Talking to your child about Emotional Regulation: The Zones of Regulation
Last week in our Coffee and Chat we discussed (amongst other things!) how difficult it is for our children to regulate their emotions.
The background (skip this bit if you just want to get to the strategy bit!!)
I know that this was the first major 'red flag' for us with our son. He was having these absolutely wild emotional responses that were completely disproportionate to the thing that had happened. He would drop something on the floor and he would 'explode'. I would sing the wrong lyric to a song, and that would be IT! The beans would touch the chicken goujons – Boom! We responded with behaviour management strategies (having two teachers for parents meant that we had a LOT of behaviour management strategies up our sleeves, all of which were attempted MANY times!!), but nothing was working. We were both GREAT teachers. Prided ourselves on behaviour management. Ran a tight ship. But yet we were living with behaviour we wouldn't accept in our own classrooms.
We were getting everything so wrong (well, I have to publicly admit that I was getting more wrong than my husband, but he wasn't there all the time – I worked part time so I was dealing with the lion's share of the meltdowns and was completely burned out from them).
We were failing to recognise two extremely important factors – one: Masking (I'm going to come back to that next week as this email's going to get too long!!); two – emotional regulation. We didn't realise that our son was not struggling to, but was unable to mange his emotional response. This is a huge aspect of the diagnosis of both autism and ADHD, we didn't realise that at the time – but even when we did realise leading up to his diagnosis and afterwards, we didn't fully understand what it meant, and more importantly, how to help him with it.
A strategy that actually worked!
One of the things that really helped us to support him better was introducing The Zones of Regulation, a tool to help him to start to identify his own feelings and then build some tools to help him manage those feelings.
The Zones of Regulation shows children that all emotions are valid and are part of the human experience. We all feel ALL the feelings, at numerous points every day, and that's fine, that's normal. The tool uses 4 colours to group feelings, making them really simple and accessible for children.
Blue – sick, tired, bored.
Green – calm, positive, ready to learn.
Yellow – excited, silly, 'fidgety' (that's my son's addition!), anxious, frustrated, tense.
Red – angry, out of control, (fight or flight), explosive.
You can google it and get a whole load of visuals that can really help. There are some really cool visuals using Disney's Inside Out movie characters to illustrate the colours.

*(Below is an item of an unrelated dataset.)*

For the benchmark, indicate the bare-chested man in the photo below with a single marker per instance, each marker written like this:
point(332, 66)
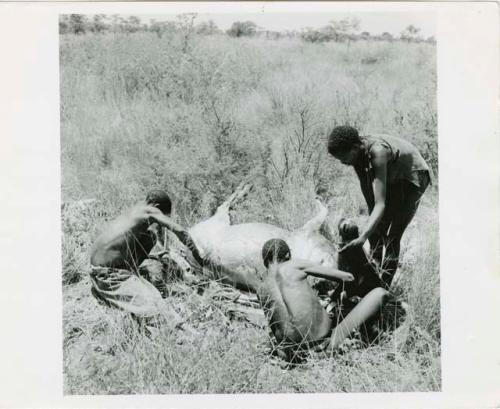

As I teach in my online programmes, trying to talk to our children about emotional regulation when they are in a state of emotional dysregulation is NOT going to work!! We need to find ways when they are in the 'green zone' (when they are completely regulated!) to chat about it, to introduce it in non-confrontational ways. Here are some ideas for how to do it:
- Display a visual and start talking about your own feelings. Let them know that you are keeping a track of your own emotions and talk to them about the colours. Give them examples where you have felt each of the colours today or over the last couple of days. Let them see that it's okay to feel all the colours, it's normal.
- Talk about a time when they felt any one of the colours (perhaps avoid talking about red immediately as that might be triggering to them, they might feel threatened by that). Get them talking about what things make them feel blue/green/yellow.
- Play games with them – give them scenarios using made up characters and get them to identify which colour the character would be feeling. You can also do this when you are reading books/watching shows with them, talk about which colour the character is probably feeling.
- Save a Zones of Regulation image to your phone, or create something in your notes page. Set a reminder to do a check-in every 30-45mins with them. They can point to the zone they are in at that particular time. As they get used to this, they will become more confident in telling you why they think they are in that zone – and if they're not in the green zone, you can discuss things that would help them get into the green zone.
As I say, do a quick google and you'll get loads more ideas, and loads of visuals to help you implement them!
Once your child grasps the idea of ever-changing emotions and realises that other people feel all of these emotions too, they will feel less alone, less judged. They will realise that what they're feeling is perfectly normal. Encourage them to use the colours as part of their vocabulary to describe how they are feeling, check in with them regularly (every half hour to forty-five minutes, or at least every hour) to see how they're feeling and to discuss things that might help them if they feel like they're headed towards the red zone.
I'm not going to tell you this an over night fix, this takes time, it takes patience and practice. But taking baby steps towards this kind of emotional literacy is really going to help your child to feel less alone. Start by using it for yourself, in front of them, this is the least demanding thing to do. Develop your own emotional vocabulary (in this simplistic way) and model to your child how emotions are part of our every day.
Have a try and let me know how you get on!!